In a unanimous decision, a panel of judges with the First Circuit Court of Appeals on Wednesday rejected allegations by Judith Shaulis that pricing at Nordstrom Rack is deceptive to shoppers and worthy of damages because the original or “compare at” prices on tags are not legitimate by affirming a lower court’s dismissal of the case.

The appellate judges agreed with the lower court’s finding that Shaulis essentially failed to show how her alleged “induced purchase” based on a false discount went beyond the level of injury per se, as she never claimed to have not received her purchase or to have paid more for an item than it was worth.

“The flaw in Shaulis’ theory of injury — that the mere purchase of an item may constitute cognizable injury, regardless of the item’s specific qualities — is that it merges the alleged deception with the injury,” the judges wrote. “She identifies no objective injury traceable to the purchased item itself — for example, that the sweater was poorly made or that its materials were misrepresented. Such a purchase-as-injury claim collapses the [Massachusetts Supreme Judicial Court]’s required distinction between deception and injury by attempting to plead an assertion about a consumer’s disappointed expectations of value in place of an allegation of real economic loss.”

While the judges noted that Shaulis saw her loss as concrete since she no longer had the money she used to buy the sweater, they found that in essence, she received what she had bargained for.

Counsel for Shaulis, S. James Boumil, characterized the ruling as “absurd” and pointed out that the underlying court found Nordstrom’s compare at pricing is in violation of Massachusetts law, a finding that was not on appeal.

“We’ll be evaluating our options over the next week,” Boumil said.

Available courses of action for Shaulis include reconsideration by the First Circuit, reconsideration by a full panel of federal appellate judges, or a petition to the U.S. Supreme Court.

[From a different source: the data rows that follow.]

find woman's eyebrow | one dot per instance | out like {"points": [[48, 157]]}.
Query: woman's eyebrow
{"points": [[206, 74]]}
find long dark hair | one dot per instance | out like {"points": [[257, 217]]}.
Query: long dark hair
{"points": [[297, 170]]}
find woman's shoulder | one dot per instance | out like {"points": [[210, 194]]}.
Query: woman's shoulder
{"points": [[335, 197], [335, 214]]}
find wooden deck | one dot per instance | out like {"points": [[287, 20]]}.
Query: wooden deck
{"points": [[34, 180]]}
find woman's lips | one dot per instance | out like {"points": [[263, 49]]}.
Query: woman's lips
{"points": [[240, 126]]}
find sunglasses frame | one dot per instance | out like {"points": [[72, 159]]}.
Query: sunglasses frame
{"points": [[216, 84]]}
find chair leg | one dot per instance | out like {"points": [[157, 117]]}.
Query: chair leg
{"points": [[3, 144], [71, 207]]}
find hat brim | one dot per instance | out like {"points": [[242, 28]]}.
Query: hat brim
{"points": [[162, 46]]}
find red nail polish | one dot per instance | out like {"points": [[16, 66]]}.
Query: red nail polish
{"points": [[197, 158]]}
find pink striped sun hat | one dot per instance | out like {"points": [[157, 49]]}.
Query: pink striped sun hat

A Nordstrom spokeswoman said: “We are strongly committed to pricing integrity at Nordstrom Rack and providing transparency to our customers. We are pleased with the court’s ruling in this case.”

Shaulis launched the suit in late 2014 in a local Massachusetts court, but it was soon transferred to a federal court. The allegations surrounded a cardigan purchased earlier that year at Nordstrom Rack in Boston for $49.97, which was advertised on the price tag as having originally sold for $218, creating “77 percent worth of savings.”

Under Massachusetts state law (as well as many other states), a discounted item has to have sold for an advertised “compare at” price within the last 90 days. Shaulis argued that not only was the sweater not sold for $218 in that time frame, but that it was never sold for that price.

This is because Nordstrom Rack allegedly sells items made exclusively for sale in the off-price channel, meaning products like the sweater she purchased were never even intended to be sold at the purportedly original price.

Many other retailers with a large or dedicated off-price channel have been accused of similar manufacturing and pricing activities, including Michael Kors, J. Crew Group, Macy’s Inc. and Kohl’s Corp., to name a few.

Shaulis held that without the price comparison at Nordstrom Rack, she would not have purchased the sweater, and said showing a false discount is merely a tool used by the retailer to “mislead consumers about the quality of their items,” according to court records.

She sued for damages stemming from purchases by her and other Nordstrom Rack shoppers in Massachusetts that she argued would not have been made without the allegedly deceptive price tags, as well as a permanent injunction on the pricing practice.